I just have some cautions. For each of these, there's more than one way to fix the problem.

First, normalization doesn't mean "replace text with an id number".

Second, you don't have a key. I know, you have a column declared "PRIMARY KEY", but that's not enough.

insert into Addresses 
  (Address1, Address2, Address3, City, State, Country, PostalCode)
values
  ('President Obama', '1600 Pennsylvania Avenue NW', NULL, 'Washington', 'DC', 'US', '20500'),
  ('President Obama', '1600 Pennsylvania Avenue NW', NULL, 'Washington', 'DC', 'US', '20500'),
  ('President Obama', '1600 Pennsylvania Avenue NW', NULL, 'Washington', 'DC', 'US', '20500'),
  ('President Obama', '1600 Pennsylvania Avenue NW', NULL, 'Washington', 'DC', 'US', '20500');

select * from Addresses;

1;President Obama;1600 Pennsylvania Avenue NW;;Washington;DC;US;20500
2;President Obama;1600 Pennsylvania Avenue NW;;Washington;DC;US;20500
3;President Obama;1600 Pennsylvania Avenue NW;;Washington;DC;US;20500
4;President Obama;1600 Pennsylvania Avenue NW;;Washington;DC;US;20500

In the absence of any other constraints, your "primary key" identifies a row; it doesn't identify an address. Identifying a row is usually not good enough.

Third, "Address1", "Address2", and "Address3" aren't attributes of addresses. They're attributes of mailing labels. (Lines on a mailing label.) That distinction might not be important to you. It's really important to me.

Fourth, addresses have a lifetime. Between birth and death, they sometimes change. They change when streets get re-routed, buildings get divided, buildings get undivided, and sometimes (I'm pretty sure) when a city employee has a pint too many. Natural disasters can eliminate whole communities. Sometimes buildings get renumbered. In our database, which is tiny compared to most, about 1% per year change like that.

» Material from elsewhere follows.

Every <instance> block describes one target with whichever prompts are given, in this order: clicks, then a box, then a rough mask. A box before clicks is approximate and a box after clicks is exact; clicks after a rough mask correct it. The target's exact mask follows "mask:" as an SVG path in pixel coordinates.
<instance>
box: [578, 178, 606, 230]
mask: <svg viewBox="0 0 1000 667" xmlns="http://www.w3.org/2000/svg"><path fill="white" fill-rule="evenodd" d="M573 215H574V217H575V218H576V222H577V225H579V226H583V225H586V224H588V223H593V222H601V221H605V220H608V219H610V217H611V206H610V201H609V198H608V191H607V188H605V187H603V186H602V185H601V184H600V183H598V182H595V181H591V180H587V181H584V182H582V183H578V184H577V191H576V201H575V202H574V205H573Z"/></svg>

When an address dies, you have to do two things.

  • Make sure nobody uses that address to mail, ship, or whatever.
  • Make sure its death doesn't affect historical data.

When an address itself changes, you have to do two things.

  • Some data must reflect that change. Make sure it does.
  • Some data must not reflect that change. Make sure it doesn't.

Fifth, DRY doesn't apply to foreign keys. Their whole purpose is to be repeated. The only question is how wide a key? An id number is narrow, but requires a join. (10 id numbers might require 10 joins.) An address is wide, but requires no joins. (I'm talking here about a proper address, not a mailing label.)

That's all I can think of off the top of my head.